Kristel had cancer and had been admitted to hospital in July after suffering a stroke.

Best known for her iconic starring role in the 1974 soft-porn movie Emmanuelle, Kristel also worked with some of European cinema’s most acclaimed directors, starring in Claude Chabrol’s Alice ou la Derniere fugue, Robbe-Grillet’s Playing with Fire, and Roger Vadim’s Une Femme Fidele.

In the 1980s, Kristel moved to Hollywood, where she found producers were unable to see beyond her “soft porn” image. Kritsel was often cast as the love/sex interest in such ill considered films as The Concorde…Airport 79, co-starring Alain Delon, Robert Wagner, David Warner and George Kennedy; the disastrous Mel Brooks inspired The Nude Bomb with Don Adams, and the wearily predictable soft core Mata Hari.

Kristel made a return to form working again with Just Jaeckin, on his version of Lady Chatterley’s Lover. But she never broke free of her association Emmanuelle, and continued to make spin-off films and TV series during the eighties and nineties.

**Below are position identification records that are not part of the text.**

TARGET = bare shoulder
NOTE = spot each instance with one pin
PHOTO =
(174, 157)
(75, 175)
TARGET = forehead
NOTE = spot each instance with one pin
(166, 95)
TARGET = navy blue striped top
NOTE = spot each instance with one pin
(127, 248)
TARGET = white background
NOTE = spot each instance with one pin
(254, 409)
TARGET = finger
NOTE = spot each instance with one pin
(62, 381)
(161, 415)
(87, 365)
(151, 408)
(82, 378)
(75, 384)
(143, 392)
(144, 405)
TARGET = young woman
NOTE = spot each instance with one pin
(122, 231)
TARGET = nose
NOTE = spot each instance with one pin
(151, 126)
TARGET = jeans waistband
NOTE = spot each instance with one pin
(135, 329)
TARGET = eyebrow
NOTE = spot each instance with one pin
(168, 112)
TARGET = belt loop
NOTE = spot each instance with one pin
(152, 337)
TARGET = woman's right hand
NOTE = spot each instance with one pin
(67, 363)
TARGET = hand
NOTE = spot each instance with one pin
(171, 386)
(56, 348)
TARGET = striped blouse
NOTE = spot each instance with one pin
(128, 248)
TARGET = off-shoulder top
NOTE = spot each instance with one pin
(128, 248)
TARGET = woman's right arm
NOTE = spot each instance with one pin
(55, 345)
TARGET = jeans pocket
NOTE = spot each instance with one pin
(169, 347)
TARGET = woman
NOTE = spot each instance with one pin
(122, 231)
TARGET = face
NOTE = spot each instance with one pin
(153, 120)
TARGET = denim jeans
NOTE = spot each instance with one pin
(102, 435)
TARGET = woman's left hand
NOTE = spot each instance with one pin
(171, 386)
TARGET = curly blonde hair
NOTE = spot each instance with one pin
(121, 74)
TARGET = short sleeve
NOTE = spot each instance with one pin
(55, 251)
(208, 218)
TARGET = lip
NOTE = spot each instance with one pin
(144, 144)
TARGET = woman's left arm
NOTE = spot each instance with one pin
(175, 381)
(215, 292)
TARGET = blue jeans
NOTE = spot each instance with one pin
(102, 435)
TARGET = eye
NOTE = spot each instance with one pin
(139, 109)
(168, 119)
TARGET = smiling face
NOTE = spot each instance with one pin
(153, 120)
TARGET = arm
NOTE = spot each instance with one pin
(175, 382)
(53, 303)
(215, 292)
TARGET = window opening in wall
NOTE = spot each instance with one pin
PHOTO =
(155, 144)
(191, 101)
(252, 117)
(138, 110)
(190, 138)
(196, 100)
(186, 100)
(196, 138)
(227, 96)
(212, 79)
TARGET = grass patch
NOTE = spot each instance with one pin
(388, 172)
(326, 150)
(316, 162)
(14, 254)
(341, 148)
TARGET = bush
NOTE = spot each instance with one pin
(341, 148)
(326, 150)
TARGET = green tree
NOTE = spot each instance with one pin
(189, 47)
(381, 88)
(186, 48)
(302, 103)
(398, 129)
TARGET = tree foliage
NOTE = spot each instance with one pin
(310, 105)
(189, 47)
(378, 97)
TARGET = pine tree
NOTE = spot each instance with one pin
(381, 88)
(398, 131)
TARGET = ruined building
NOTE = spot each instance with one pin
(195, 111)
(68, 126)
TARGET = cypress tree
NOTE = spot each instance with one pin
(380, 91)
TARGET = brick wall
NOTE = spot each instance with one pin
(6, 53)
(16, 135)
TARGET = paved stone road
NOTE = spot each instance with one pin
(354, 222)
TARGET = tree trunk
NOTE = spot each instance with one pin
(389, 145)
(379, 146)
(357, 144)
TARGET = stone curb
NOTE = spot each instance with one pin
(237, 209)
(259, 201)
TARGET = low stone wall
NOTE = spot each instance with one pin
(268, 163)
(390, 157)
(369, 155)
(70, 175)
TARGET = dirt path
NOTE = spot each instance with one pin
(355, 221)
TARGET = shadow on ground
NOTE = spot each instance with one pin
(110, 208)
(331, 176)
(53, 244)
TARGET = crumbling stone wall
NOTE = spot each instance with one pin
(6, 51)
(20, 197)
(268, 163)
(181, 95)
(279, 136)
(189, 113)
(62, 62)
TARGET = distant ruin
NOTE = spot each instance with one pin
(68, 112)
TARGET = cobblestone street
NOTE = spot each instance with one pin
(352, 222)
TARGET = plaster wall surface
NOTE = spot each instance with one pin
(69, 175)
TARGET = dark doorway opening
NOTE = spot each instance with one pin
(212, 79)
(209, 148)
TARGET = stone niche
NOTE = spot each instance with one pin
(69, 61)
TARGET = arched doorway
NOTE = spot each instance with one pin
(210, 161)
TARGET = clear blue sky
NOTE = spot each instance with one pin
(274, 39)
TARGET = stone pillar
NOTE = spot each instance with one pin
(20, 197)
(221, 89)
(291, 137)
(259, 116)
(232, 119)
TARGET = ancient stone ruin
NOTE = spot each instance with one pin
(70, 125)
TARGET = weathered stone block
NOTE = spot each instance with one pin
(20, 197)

Sylvia Kritsel was born in Utrecht in 1952. She lived with her sister Marianne in Room 21 of the Commerce Hotel, which her parents owned. Raised a strict Calvinist, Kristel was convent educated, but ran away as a teenager, finding work as a secretary and then as a model. Kristel went on to enter and win Miss TV Holland and Miss TV Europe. Encouraged by her partner, the novelist Hugo Claus, Kristel pursued an acting career.

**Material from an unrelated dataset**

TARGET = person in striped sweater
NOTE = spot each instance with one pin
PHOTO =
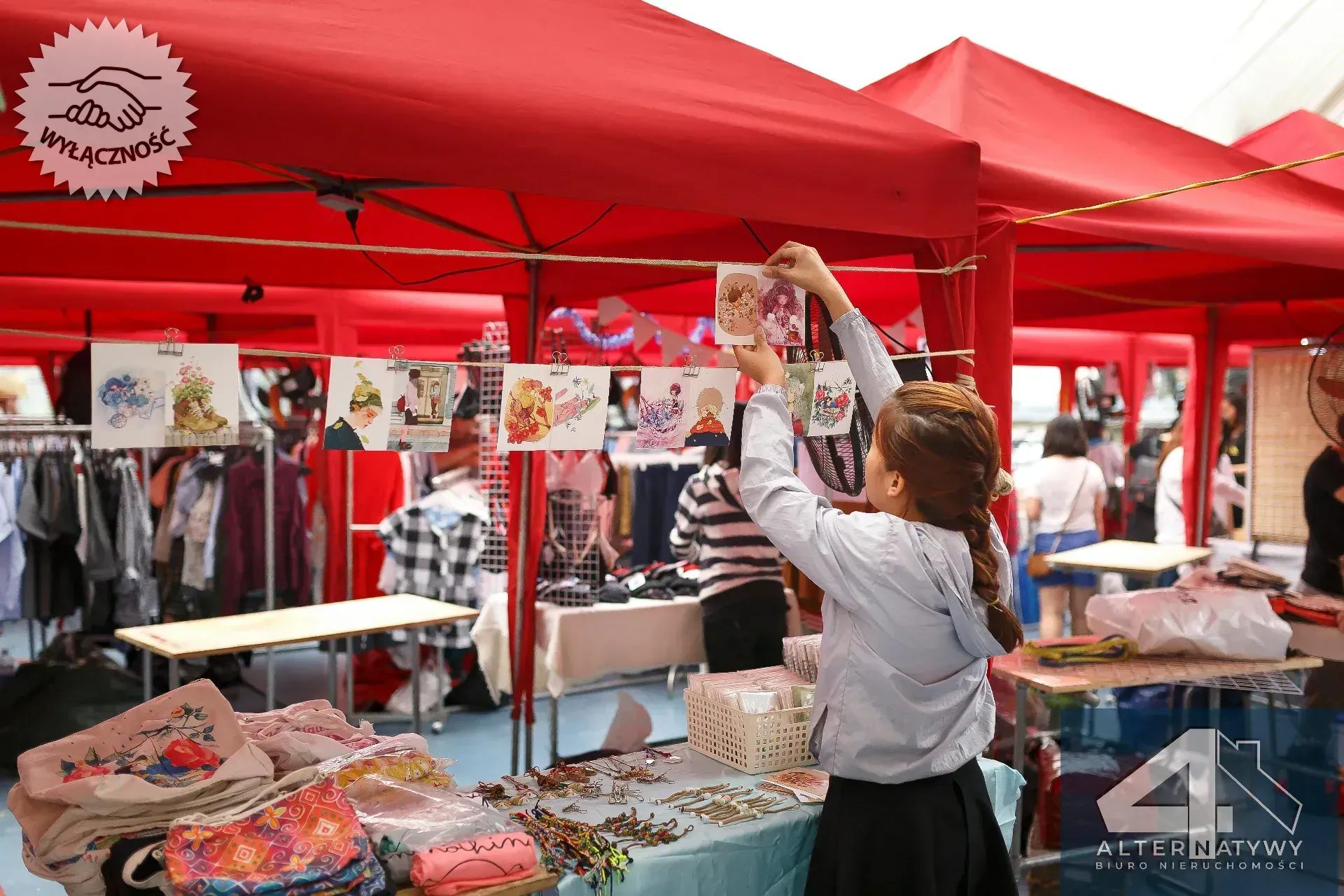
(741, 578)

After appearing in a couple of films, including Because of the Cats, Kristel attended an audition for a soap powder commercial. By chance auditions for the film Emmanuelle, where being held next door. Kristel accidentally arrived at the Emmanuelle auditions, where the director Just Jaeckin offered her the role.

“He asked me to take my dress off,” Kristel later said. “Luckily it was an easy dress to take off.”

Emmanuelle made Sylvia Kristel an international star, and brought adult themes and sexual relationships to a wider audience. The film was banned in Paris, though it eventually ran for 11 years at a cinema on the Champs-Elysees. In Britain the film caused considerable controversy and was heavily edited, though it became a major box office hit.

The success of the film was to have a damaging effect on Kristel. Her parents were alcoholics, and Kristel soon became addicted to drink and drugs.

In her 2006 autobiography, Kristel wrote an incredibly honest and moving account of the cost of her addictions, and said in interview:

“I sometimes needed a shot before doing certain scenes,” she said. “It definitely comforted me and gave me courage. But then it turned out that I almost couldn’t start a day without a drink.”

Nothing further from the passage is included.